I am so busy feigning nonchalance that I accidentally run into—

"Oh!" My initial reaction is shock, which quickly turns into anger because Kenny "I have herpes but whoops I forgot to mention that fact before I ate you out last summer" McCormick is gawking back at me. "Um, my bad—"

"I wasn't looking—" he explains.

"—Hey, I wasn't either—"

"—If I were I would've moved—"

"I'm sure you would have," I mumble.

"What's that supposed to mean?"

"Um, I dunno..." I say, shrugging. "I think it means whatever the hell you want it to mean."

"Look, Bebe, I'm..." Kenny pauses and lets out a deep breath. "I thought we said no hard feelings—"

"You said no hard feelings—"

"And then you threw a shoe at me. Yeah, I remember that, but—"

"But what?"

"It's been..." he looks at his fingers and counts a little under his breath. "Six months. And I just—" he stammers a little, then whispers, "I don't want you to be mad at me anymore."

"Kenny, I'm not mad, I'm..." I try to think of the word that best describes my feelings about this ball of confusion Kenny knitted in the pit of my stomach, but I get nothing. "Okay, I guess I'm still a little mad —"

"A little? Jesus, you should have seen the look on your face when you realized who I was—"

"I was surprised! Like... what are you even doing here? Don't you have little kids to deny pizza to unless they whistle?"

"Um..." he tilts his head in the direction of the auditorium. "Choir practice."

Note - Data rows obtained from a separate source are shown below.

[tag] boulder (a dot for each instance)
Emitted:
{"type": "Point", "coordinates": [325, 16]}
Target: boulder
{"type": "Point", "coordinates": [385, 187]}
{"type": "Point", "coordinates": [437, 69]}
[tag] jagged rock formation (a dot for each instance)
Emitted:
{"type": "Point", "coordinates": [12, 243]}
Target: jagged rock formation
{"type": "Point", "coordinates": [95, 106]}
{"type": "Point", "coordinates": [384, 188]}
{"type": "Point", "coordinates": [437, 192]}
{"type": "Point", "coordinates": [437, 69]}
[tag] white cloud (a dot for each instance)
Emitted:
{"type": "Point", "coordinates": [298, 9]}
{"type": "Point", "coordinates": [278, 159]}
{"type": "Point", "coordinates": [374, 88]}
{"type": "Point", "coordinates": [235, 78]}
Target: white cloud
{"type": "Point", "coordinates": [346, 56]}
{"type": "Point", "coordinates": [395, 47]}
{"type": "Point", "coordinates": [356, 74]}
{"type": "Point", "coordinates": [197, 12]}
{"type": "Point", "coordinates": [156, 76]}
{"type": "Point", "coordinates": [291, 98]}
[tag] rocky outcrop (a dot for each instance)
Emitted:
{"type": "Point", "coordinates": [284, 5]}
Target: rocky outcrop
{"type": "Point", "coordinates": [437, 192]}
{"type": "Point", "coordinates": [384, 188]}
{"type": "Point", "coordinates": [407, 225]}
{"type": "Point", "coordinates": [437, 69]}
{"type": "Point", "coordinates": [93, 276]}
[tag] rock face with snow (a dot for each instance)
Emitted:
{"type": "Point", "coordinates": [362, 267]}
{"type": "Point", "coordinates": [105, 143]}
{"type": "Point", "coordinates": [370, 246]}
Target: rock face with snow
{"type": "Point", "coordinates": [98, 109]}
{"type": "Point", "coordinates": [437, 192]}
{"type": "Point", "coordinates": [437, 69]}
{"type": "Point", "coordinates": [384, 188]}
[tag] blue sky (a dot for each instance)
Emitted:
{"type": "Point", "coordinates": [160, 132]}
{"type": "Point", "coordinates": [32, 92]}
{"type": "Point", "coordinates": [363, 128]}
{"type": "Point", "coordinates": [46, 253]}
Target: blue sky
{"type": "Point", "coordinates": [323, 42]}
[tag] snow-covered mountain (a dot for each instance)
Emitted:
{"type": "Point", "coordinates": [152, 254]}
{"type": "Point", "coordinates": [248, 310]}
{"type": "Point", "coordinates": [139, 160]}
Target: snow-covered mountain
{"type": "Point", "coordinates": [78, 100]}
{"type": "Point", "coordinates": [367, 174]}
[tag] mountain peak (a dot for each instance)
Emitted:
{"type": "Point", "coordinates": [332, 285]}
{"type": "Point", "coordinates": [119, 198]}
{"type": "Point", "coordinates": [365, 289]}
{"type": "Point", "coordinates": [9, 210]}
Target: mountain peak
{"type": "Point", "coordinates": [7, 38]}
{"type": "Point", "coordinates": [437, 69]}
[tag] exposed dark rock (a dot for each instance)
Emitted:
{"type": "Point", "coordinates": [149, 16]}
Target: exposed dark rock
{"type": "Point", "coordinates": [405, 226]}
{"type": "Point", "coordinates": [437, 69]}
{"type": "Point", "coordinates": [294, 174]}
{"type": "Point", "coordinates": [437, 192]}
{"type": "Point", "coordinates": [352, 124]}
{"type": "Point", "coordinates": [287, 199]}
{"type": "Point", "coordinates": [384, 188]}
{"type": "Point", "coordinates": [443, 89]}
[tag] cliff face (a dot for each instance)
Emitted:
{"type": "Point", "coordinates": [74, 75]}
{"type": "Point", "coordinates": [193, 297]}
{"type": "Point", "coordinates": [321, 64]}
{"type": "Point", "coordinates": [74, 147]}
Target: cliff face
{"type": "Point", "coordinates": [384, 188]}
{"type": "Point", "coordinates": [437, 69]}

"Oh." Time to leave. "Well, I'd love to stay and chat, but... go fuck yourself." I give a sarcastic smile, turn around, and head off towards the office.

"Bebe, wait—"

"There you are!" I ignore Kenny completely once I spy Craig opening the door to the Office hallway.

As I approach him, he immediately says, "Can you do me a favor and please spare me the lecture I feel a-brewin'—"

"C-Monaaay!" I hear Kenny greet him from thirty feet away.

"I'd tell you to never call me that again, but it wouldn't help," Craig shouts back.

"I've been looking all over for you—" I start.

"Well, I just got out of Mackey's office, so..."

"...And?" The last thing we need is for him to get suspended because standing up to our asshole substitute was apparently more important than saving the Drama Club.

"I asked him to do the play, and he said yes."

My mouth drops open. "Really?"

"...Was that a bad thing?"

"No! Not at all! I'm—" I let out an excited squeal and jump up and down. "I'd hug you, but I know you don't like that."

"Uh... okay. Thanks."

"Can we go get Cinnabon? To celebrate?"

"Yeah, fine. Whose car are we taking?"